Son style repose sur quelques principes qui valent d’être lus sans mythologie:
- Le style alpin signifie partir léger, avec peu de logistique, en s’appuyant sur la compétence plus que sur l’infrastructure.
- Le sans oxygène impose une acclimatation sérieuse et une discipline mentale forte; à partir d’un certain palier, le cerveau devient lui-même une zone à surveiller.
- Le parapente ouvre des possibilités de descente inédites, mais seulement dans des fenêtres météo très favorables et avec une vraie maîtrise technique.
- Le solo réduit les compromis, mais il augmente aussi le coût de la moindre erreur, parce qu’il n’y a plus de marge collective pour compenser.
En tant que lecteur, je pense qu’il faut retenir ceci: ses projets ne sont pas des invitations à imiter le niveau, mais à comprendre la méthode. Une ligne bien choisie, des partenaires de confiance, un rythme d’acclimatation réaliste et une vraie capacité à renoncer font souvent plus pour la réussite qu’un discours héroïque. C’est une lecture plus utile, et plus honnête, que la fascination pour la seule prouesse.
Cette dimension est importante pour un site qui parle d’alpinisme et de sécurité, parce qu’elle remet le style au bon endroit: non pas comme un décor, mais comme un cadre de décision. Et c’est précisément ce cadre qui explique pourquoi ses récits intéressent autant que ses ascensions.
Ses livres donnent une autre lecture de l’exploit
Chez Védrines, l’histoire ne s’arrête pas au sommet. Ses livres montrent autre chose: le doute, la fatigue, l’obsession utile, mais aussi le besoin de mettre des mots sur des expériences qui, sur le moment, débordent largement la simple idée de victoire. Pour moi, c’est là que le personnage devient plus riche que le palmarès.
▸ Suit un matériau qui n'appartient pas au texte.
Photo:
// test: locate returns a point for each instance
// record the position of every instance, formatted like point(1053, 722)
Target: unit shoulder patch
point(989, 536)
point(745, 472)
| Livre | Angle | Ce qu’on y comprend |
|---|---|---|
| K2 | Beau livre illustré sur l’ascension du K2 et le record de 2024 | La performance y reste centrale, mais elle est racontée comme une expérience totale, avec la logistique, l’attente et la tension du haut altitude. |
| Solitude | Récit intimiste autour de cinq jours d’ascension en solo sur les Drus | Le livre montre une autre facette: plus intérieure, plus lente, plus nue, avec une vraie place donnée à la fragilité et à la concentration. |
Ces deux ouvrages se répondent très bien. L’un documente une ascension himalayenne exceptionnelle, l’autre s’attache à la solitude alpine et à la psychologie de l’engagement. Ensemble, ils disent quelque chose de rare dans l’univers des sportifs de haut niveau: l’exploit n’est pas seulement fait pour être vu, il peut aussi être pensé, raconté et parfois mis à distance.
Dans cette optique, Védrines n’apparaît pas seulement comme un grimpeur rapide. Il devient un auteur de ses propres gestes, ce qui rend sa trajectoire plus durable que le simple écho d’un record.
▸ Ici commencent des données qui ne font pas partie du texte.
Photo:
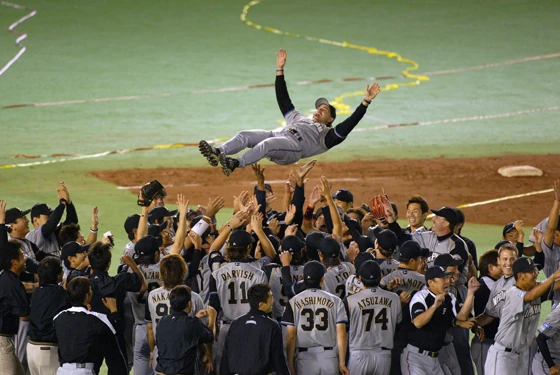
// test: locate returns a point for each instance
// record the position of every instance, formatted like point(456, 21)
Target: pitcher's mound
point(520, 171)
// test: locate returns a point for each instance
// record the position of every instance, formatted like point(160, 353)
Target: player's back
point(335, 278)
point(233, 281)
point(373, 315)
point(315, 315)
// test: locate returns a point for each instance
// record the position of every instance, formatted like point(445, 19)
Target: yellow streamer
point(338, 102)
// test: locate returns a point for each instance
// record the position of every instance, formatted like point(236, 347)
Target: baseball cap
point(364, 242)
point(131, 223)
point(448, 213)
point(313, 271)
point(15, 213)
point(508, 228)
point(436, 272)
point(360, 259)
point(446, 260)
point(72, 248)
point(329, 247)
point(321, 101)
point(344, 195)
point(523, 264)
point(240, 238)
point(266, 187)
point(412, 249)
point(292, 244)
point(147, 245)
point(158, 213)
point(387, 240)
point(40, 209)
point(370, 270)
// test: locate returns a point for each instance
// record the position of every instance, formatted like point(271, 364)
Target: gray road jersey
point(312, 134)
point(138, 300)
point(335, 278)
point(159, 306)
point(233, 281)
point(412, 281)
point(48, 245)
point(430, 241)
point(498, 296)
point(551, 328)
point(519, 321)
point(316, 314)
point(280, 300)
point(353, 285)
point(373, 315)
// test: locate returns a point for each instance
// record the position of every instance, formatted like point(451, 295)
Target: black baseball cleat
point(209, 152)
point(228, 164)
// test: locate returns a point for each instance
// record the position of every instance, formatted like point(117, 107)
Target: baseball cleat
point(209, 153)
point(228, 164)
Ce que son silence de 2026 change dans sa trajectoire
Au début de 2026, il a annoncé une expédition de huit mois menée dans une forme de discrétion inhabituelle, avec très peu de communication publique. Ce choix n’a rien d’anecdotique. Il montre qu’après une période très exposée, il cherche manifestement autre chose qu’une succession d’annonces et de chiffres.
- Plus de silence signifie ici moins de mise en scène et davantage de continuité personnelle.
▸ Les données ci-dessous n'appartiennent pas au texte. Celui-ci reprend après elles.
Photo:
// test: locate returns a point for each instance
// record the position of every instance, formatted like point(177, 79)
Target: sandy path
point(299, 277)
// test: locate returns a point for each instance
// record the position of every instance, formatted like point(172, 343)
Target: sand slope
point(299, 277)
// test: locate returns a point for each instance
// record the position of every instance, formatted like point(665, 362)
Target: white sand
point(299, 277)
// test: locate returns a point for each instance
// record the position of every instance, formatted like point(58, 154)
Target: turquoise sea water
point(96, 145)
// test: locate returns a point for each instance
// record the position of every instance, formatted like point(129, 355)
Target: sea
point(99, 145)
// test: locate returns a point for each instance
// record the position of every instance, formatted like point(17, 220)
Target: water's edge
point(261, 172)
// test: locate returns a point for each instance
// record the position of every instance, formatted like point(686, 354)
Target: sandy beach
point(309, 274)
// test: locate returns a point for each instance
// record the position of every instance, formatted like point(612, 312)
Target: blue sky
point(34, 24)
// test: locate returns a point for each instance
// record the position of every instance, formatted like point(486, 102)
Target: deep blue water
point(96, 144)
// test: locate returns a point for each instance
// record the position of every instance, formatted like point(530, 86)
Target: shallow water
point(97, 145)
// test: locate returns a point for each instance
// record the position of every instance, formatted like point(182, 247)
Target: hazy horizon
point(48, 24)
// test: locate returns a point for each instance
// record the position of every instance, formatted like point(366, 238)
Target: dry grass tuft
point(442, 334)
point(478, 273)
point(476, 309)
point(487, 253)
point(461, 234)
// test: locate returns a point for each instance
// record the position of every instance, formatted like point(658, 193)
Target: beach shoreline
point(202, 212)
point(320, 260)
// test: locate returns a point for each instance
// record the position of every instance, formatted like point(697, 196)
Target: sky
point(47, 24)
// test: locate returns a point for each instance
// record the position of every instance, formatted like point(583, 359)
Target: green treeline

- Plus de durée veut dire aussi un rapport différent au temps, à l’attente et à la maturation d’un projet.
- Moins d’exposition laisse davantage de place à la concentration, à la solitude et à l’incertitude.
Je lis cette étape comme une suite logique plutôt que comme une pause. Après les records et les premières, le vrai sujet devient peut-être la manière de durer, de rester juste, et de ne pas se laisser enfermer par sa propre réputation. C’est ce qui rend son parcours intéressant aujourd’hui: il ne raconte pas seulement un alpiniste performant, il raconte aussi un homme qui essaie de garder la montagne à sa bonne échelle. Et, pour moi, c’est souvent là que commence le récit le plus solide.